Kerodon

$\Newextarrow{\xRightarrow}{5,5}{0x21D2}$ $\newcommand\empty{}$
$\Newextarrow{\xhookrightarrow}{10,10}{0x21AA}$

Remark 3.5.3.21. Let $X$ be a simplicial set, let $n$ be an integer, and let $\operatorname{cosk}_{n}(X)$ denote the $n$-coskeleton of $X$. For every simplicial set $S$, we have canonical isomorphisms

\[ \operatorname{Hom}_{\operatorname{Set_{\Delta }}}( \operatorname{sk}_{n}(S), X ) \xrightarrow {\sim } \operatorname{Hom}_{\operatorname{Set_{\Delta }}}( \operatorname{sk}_{n}(S), \operatorname{cosk}_{n}(X) ) \xleftarrow {\sim } \operatorname{Hom}_{\operatorname{Set_{\Delta }}}( S, \operatorname{cosk}_{n}(X) ) \]

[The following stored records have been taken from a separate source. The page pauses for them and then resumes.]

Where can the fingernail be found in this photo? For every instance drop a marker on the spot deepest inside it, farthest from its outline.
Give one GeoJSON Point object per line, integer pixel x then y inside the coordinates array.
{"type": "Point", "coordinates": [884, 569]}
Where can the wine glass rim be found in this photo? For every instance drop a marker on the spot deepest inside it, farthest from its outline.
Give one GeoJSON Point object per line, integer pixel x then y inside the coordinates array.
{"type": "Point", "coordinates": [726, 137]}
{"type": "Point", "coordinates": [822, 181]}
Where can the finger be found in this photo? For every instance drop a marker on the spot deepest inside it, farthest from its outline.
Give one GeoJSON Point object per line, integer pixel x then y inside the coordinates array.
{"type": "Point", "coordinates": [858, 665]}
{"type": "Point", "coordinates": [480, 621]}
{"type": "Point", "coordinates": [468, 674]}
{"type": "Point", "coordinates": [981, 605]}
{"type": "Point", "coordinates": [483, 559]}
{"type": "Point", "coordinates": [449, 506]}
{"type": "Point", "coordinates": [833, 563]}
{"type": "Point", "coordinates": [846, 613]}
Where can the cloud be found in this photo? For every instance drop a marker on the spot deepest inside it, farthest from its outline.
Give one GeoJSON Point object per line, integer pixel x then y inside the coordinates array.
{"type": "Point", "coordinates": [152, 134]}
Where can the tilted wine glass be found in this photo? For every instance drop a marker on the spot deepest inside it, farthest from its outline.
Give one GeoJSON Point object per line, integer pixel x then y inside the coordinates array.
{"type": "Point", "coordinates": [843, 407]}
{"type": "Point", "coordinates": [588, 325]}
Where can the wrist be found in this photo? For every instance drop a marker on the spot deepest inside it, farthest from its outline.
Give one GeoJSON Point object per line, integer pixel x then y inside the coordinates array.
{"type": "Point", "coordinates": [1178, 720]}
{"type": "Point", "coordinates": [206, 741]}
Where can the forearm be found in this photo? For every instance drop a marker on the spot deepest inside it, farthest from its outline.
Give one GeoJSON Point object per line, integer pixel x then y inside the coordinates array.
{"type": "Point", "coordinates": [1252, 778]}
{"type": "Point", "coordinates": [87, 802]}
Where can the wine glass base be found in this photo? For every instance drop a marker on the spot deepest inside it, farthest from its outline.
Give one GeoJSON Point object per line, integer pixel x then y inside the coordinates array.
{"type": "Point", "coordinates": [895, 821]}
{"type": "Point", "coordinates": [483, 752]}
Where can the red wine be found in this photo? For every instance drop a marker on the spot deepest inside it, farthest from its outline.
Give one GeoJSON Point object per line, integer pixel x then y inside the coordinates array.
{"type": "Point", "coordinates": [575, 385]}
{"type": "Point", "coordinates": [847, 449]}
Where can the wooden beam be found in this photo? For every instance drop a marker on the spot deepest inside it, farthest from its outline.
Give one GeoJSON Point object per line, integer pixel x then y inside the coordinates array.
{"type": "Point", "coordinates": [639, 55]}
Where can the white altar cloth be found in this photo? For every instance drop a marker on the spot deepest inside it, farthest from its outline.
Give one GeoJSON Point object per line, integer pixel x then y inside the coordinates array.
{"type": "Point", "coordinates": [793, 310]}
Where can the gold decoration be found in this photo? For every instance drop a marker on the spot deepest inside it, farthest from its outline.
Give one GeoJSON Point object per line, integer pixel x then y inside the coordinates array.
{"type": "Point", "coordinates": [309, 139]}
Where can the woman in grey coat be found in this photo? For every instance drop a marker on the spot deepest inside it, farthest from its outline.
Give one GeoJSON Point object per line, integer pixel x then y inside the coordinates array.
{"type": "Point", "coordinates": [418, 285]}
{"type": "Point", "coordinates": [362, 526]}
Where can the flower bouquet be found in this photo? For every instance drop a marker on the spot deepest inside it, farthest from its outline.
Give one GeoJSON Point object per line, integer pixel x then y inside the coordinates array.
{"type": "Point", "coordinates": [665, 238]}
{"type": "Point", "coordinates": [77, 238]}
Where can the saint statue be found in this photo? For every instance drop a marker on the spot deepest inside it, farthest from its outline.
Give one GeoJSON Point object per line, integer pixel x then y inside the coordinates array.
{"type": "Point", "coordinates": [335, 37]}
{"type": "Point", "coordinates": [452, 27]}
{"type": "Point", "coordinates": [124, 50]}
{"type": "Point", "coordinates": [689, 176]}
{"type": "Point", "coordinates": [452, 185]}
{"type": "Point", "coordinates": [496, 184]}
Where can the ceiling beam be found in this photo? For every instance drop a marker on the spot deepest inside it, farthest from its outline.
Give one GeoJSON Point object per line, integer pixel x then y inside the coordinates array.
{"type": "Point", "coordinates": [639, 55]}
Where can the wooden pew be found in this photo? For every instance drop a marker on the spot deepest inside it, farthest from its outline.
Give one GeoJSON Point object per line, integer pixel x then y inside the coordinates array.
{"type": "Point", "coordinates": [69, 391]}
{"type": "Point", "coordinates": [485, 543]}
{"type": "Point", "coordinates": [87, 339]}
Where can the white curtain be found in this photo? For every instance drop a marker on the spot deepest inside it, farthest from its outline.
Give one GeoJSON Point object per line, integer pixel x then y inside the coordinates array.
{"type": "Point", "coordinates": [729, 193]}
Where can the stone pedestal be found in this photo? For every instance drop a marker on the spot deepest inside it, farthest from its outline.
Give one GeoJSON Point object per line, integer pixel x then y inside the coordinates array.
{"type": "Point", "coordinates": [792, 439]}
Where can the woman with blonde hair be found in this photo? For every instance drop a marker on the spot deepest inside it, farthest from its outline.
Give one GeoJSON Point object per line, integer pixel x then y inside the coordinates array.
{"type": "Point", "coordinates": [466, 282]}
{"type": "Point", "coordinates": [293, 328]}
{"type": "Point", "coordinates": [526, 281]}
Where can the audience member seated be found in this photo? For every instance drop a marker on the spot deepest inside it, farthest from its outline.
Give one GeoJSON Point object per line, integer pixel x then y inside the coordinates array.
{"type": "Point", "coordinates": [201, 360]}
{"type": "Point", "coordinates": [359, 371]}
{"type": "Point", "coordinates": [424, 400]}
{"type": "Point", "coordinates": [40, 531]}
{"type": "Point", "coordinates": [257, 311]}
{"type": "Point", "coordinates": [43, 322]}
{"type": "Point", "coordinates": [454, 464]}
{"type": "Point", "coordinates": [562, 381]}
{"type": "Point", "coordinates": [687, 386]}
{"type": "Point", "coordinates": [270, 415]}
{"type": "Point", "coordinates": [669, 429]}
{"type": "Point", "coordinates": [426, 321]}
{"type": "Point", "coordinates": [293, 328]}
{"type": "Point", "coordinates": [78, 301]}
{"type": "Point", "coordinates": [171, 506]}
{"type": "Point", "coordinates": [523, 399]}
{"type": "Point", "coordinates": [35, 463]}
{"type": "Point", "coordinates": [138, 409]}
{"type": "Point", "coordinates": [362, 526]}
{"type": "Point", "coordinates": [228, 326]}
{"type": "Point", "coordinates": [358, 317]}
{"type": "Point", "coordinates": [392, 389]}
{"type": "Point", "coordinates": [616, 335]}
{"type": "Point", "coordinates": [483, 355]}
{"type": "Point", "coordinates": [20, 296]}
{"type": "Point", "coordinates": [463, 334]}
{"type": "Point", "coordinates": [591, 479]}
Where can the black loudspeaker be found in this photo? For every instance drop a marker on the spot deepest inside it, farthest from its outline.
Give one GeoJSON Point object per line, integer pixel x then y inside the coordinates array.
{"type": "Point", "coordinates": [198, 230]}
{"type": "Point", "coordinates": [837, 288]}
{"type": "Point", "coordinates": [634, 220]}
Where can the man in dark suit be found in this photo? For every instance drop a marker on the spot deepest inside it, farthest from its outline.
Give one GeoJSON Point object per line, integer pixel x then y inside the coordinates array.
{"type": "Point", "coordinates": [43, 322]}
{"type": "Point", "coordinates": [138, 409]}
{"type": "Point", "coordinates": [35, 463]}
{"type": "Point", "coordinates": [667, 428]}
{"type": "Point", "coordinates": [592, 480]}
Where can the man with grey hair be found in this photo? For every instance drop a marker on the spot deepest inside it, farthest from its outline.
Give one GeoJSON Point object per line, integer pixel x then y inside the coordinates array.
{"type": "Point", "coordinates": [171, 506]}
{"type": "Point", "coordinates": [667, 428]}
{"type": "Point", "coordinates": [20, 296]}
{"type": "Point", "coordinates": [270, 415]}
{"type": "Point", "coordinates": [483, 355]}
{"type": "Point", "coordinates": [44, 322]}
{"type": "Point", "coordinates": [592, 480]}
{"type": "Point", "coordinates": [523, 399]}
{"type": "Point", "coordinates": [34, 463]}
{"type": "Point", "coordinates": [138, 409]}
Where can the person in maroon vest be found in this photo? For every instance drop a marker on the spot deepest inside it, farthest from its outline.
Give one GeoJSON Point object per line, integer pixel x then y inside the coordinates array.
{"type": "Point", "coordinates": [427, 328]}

where the map on the left is bijective because the map $X \rightarrow \operatorname{cosk}_{n}(X)$ is bijective on simplices of dimension $\leq n$, and the map on the right is bijective by virtue of Proposition 3.5.3.10. Note that this observation was implicitly used (in the special case $S = \operatorname{\partial \Delta }^{m}$) in the proof of Proposition 3.5.3.16.